We at "The Gods Are Bored" just completed a two-day, mind-numbing seminar on the latest, greatest computer program for data-driven instruction.
If you haven't heard of data-driven instruction, it's the latest, greatest tool for teachers everywhere. Just by looking at numbers grouped various ways, you can see exactly how your students are progressing as they learn something. This by-the-number approach has been created by two forces:
1. Standardized testing, and
2. Computer geeks
Go on, tell a computer geek to create a program that tracks student progress as the kids fill in little circles with number two pencils. Snap, crackle, pop! Eight ways, 15 ways, two dozen ways, to follow your students, group them, pinpoint specific tasks they can't do very well (i.e. subordinate clauses), and, of course, that all-important number: their Lexile score.
Lexile is basically reading-level, only geekier.
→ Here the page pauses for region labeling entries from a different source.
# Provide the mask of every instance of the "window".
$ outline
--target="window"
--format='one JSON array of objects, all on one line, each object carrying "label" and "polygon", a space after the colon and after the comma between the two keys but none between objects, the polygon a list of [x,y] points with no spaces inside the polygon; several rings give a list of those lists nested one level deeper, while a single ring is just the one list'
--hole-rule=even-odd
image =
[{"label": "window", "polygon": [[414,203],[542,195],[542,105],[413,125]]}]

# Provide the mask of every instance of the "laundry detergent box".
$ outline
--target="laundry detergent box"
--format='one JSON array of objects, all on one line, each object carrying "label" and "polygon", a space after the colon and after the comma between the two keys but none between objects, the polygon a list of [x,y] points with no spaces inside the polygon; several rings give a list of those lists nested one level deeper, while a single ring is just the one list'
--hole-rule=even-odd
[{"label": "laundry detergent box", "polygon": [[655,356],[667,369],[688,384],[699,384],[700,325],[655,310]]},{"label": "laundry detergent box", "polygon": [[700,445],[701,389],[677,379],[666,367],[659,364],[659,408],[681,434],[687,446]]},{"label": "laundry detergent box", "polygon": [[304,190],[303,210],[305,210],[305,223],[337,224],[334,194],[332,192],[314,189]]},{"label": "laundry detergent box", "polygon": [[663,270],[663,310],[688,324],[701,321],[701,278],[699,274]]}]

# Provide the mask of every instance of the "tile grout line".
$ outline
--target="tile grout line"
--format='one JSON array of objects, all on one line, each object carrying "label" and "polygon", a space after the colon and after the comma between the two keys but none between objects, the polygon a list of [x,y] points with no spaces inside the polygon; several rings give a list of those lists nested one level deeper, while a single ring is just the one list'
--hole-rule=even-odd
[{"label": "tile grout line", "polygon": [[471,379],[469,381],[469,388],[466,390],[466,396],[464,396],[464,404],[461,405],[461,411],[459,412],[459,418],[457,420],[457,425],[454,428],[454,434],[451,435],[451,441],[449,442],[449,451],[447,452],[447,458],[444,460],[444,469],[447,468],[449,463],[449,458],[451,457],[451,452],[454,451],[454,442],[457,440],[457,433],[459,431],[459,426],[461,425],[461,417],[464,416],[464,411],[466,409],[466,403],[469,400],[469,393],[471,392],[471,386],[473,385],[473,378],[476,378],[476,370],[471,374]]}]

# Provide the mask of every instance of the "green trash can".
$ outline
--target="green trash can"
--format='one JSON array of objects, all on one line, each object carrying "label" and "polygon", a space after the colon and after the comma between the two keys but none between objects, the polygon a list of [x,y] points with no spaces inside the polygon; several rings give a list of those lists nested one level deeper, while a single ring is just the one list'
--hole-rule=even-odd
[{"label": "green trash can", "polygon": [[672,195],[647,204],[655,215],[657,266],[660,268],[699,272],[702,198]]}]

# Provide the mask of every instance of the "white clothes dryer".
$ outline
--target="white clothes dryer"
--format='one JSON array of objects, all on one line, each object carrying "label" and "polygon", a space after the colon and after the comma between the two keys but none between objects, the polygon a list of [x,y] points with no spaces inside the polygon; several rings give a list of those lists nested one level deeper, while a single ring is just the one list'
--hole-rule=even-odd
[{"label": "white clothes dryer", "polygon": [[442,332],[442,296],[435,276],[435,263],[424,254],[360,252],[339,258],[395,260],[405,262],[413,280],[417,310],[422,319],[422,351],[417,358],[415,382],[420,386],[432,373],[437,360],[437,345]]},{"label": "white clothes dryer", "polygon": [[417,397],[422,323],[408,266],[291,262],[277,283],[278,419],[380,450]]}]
I wish all my readers could take the standardized test for Lexile, so they would know how brilliant they are. Collectively we would max out that puppy and drive the data through the roof!
I've only been a teacher for a few years, but there are some things I've learned. I did not need to consult a computer to learn these things. Here goes:
1. If you have 110 students, by October you will know them all, their strengths and weaknesses, because you like them, they're people, and they reveal what they can and can't do, even if they don't want to.
2. Most standardized tests suck.
3. Someone is making a lot of money off the widely-held conviction that teachers can't tell which of their students need help without consulting a pie chart.
4. Most older teachers who grew up before the era of computers spend valuable time trying to run data through computers when they could just be reading student essays and making notes with a pencil, on some paper.
5. Not everyone is going to "get" everything, but this is the goal in today's educational environment. So, let me get this straight. Should Decibel's vet know how to fix my car? Should I know how to spay a cat?
Did you know that the geeks are trying to create a computer program that can grade essays? There are some programs already that can offer help with grammar, but nothing that can judge content. So this important grading falls to people. Well, we know this won't last, because you have to pay people to score essays, and a computer could do it cheaper.
Pardon me for not mincing words, but I hate it when a person is reduced to a numerical score. If Anne Johnson is having a bad day and decides that a computerized standardized test is the last thing she wants to do on earth, she will be deemed a moron by the data. It will be even worse if the cute guy next to her is flirting with her for the first time ever.
Sorry, geeks, but just now the computer in my head is better at tracking student progress than your fancy programs. On the day when that is no longer the case, the human race is doomed.